Perhaps more than any other intellectual transgression committed against the predominant Arabist ethos was Ajami’s admiration for Israel. The curiosity so evident in his writing led him to visit Israel, and he describes making a furtive first trip, crossing a great taboo. It was necessary, he wrote, to “interpret Arab society without the great alibi that Israel had become for every Arab failing under the sun,” and he could see that more clearly after visiting the State. On the sixtieth anniversary of Israel’s founding, Ajami wrote: “Israel has held up a mirror for the Arabs, who have not liked what they have seen.” The disciples of Edward Said never would forgive him for this.
In the last few years Ajami has perhaps become best known as one of the most sophisticated intellectuals to favour the invasion that deposed Saddam Hussein. He was unrepentant about this. On the eve of the invasion, he wrote:
“The sacking of a terrible regime with such a pervasive cult of terror may offer Iraqis and Arabs a break with the false gifts of despotism.”
In 2008, Ajami re-iterated a case he had made many times and would make many more times:
“Kabul and the war against the Taliban had not sufficed, for those were Arabs who struck America on 9/11. A war of deterrence had to be waged against Arab radicalism, and Saddam Hussein had drawn the short straw.”
The moral and strategic concerns that made Iraq such a perfect war for idealists and realists alike were both present in Ajami’s thinking, and he made the case better than most.
Ajami’s writings on becoming an American were also rather different from the modern fetish of identity politics and group-grievance. Ajami wrote of being “stripped of all religious devotion,” which made Christmas an alien event to him—and the civic religion of sports held no appeal. But he had found in the Fourth of July and Thanksgiving “celebrations of Americanism, great assimilative affirmations,” more to his taste.

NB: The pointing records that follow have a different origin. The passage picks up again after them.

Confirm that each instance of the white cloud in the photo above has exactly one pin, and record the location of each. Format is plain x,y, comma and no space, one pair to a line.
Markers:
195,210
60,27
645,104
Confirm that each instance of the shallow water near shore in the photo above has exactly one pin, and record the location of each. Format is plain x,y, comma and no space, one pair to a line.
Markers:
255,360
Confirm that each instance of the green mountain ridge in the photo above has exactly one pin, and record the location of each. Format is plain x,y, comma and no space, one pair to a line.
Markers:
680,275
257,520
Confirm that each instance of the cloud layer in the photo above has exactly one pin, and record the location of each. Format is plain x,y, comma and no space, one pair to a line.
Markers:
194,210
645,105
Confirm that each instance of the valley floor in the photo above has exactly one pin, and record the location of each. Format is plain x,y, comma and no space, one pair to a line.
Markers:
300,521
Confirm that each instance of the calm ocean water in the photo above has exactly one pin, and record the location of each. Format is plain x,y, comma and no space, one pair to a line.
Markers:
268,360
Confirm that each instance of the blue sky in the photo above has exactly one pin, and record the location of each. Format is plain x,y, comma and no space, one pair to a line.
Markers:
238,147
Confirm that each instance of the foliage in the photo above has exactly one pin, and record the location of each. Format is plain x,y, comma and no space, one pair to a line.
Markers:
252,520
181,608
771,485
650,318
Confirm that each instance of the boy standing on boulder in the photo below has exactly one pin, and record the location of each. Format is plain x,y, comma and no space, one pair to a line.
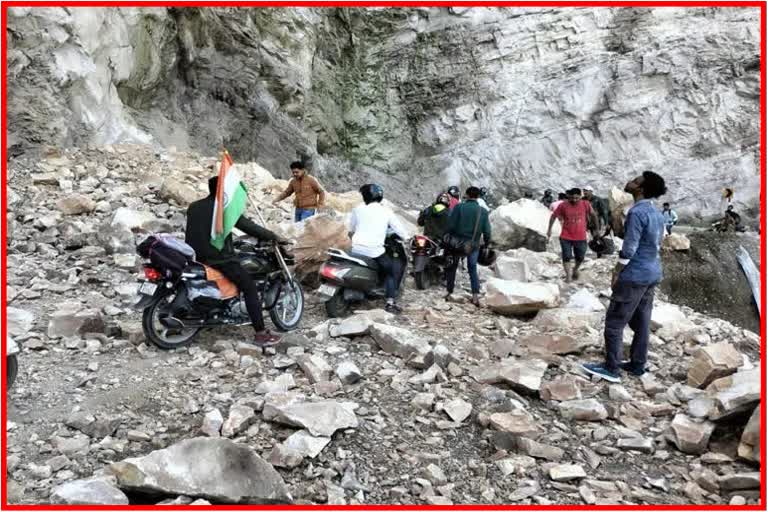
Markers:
634,280
574,215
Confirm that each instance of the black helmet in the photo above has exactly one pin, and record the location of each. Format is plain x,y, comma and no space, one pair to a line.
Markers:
372,193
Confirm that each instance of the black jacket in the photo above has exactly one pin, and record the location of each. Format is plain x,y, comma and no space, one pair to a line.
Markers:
435,222
198,233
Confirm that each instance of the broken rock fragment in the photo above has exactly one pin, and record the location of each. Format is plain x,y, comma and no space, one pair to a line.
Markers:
712,362
177,470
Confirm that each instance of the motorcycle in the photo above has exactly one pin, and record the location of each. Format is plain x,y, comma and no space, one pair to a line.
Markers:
11,362
429,261
177,307
346,279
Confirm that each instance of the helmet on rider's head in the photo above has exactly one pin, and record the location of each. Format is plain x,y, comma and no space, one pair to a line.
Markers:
443,199
372,193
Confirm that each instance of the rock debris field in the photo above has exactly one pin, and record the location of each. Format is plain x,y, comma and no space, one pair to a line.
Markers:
444,404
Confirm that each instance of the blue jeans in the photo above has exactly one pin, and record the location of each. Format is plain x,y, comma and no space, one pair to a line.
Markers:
631,303
303,213
474,280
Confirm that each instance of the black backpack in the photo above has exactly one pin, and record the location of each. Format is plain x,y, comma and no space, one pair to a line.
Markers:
166,259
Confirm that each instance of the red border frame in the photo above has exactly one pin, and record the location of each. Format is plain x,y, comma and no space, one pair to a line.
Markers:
381,3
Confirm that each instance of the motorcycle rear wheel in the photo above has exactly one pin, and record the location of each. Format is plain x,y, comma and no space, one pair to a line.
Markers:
160,335
287,313
336,306
11,370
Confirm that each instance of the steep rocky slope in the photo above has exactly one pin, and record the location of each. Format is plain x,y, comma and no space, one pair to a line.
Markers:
515,98
443,404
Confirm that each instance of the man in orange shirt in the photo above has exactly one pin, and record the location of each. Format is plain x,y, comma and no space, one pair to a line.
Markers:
309,195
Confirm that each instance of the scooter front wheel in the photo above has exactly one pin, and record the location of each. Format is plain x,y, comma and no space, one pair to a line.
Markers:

The culture of anti-Americanism that can form a backdrop to even the most Westernised Arabs was wholly absent from Ajami. Perhaps not incidentally this also meant that Ajami had a sense of humour that seems denied to most of his foes. He once wrote, in a column reflecting on the “hype” of anti-Americanism, “The Shiites have their annual ritual of 10 days of self-flagellation and penance, but this liberal narrative is ceaseless.”
If anyone interested in the region has not read Ajami, they should try it. They will see instantly the difference. As Gerecht put it, Ajami, Makiya, Ali Allawi and so very few others “are such surprises when one first reads them because they focus more on what Arabs do to themselves and less on what foreigners have done to Arabs.” Ajami wrote about the Arabs with enough respect to grant them their own agency, to give them ownership of their own history. He also had enough respect to believe they did not have “tyranny in their DNA”.
Ajami was overoptimistic—at least in the short-term—about the revolts that broke on the region at the end of 2010, writing in the spring of 2011: “The Arab Spring has simply overwhelmed the world of the jihadists.” Both the tyrants and the jihadists, caught off-balance by that wave of rebellion, have recovered their footing and there has been a scorched earth reply. Still, Ajami was correct to remind those harping on the chaos of Libya that the old order was nothing to lament, and in the long-run perhaps he will be vindicated: these revolts have exposed the brittleness of despotism, and the jihadists’ vision now has to compete with the powerful idea of popular sovereignty.
The world is much the poorer for Ajami’s loss, and the world of Middle East Studies especially. He is likely irreplaceable.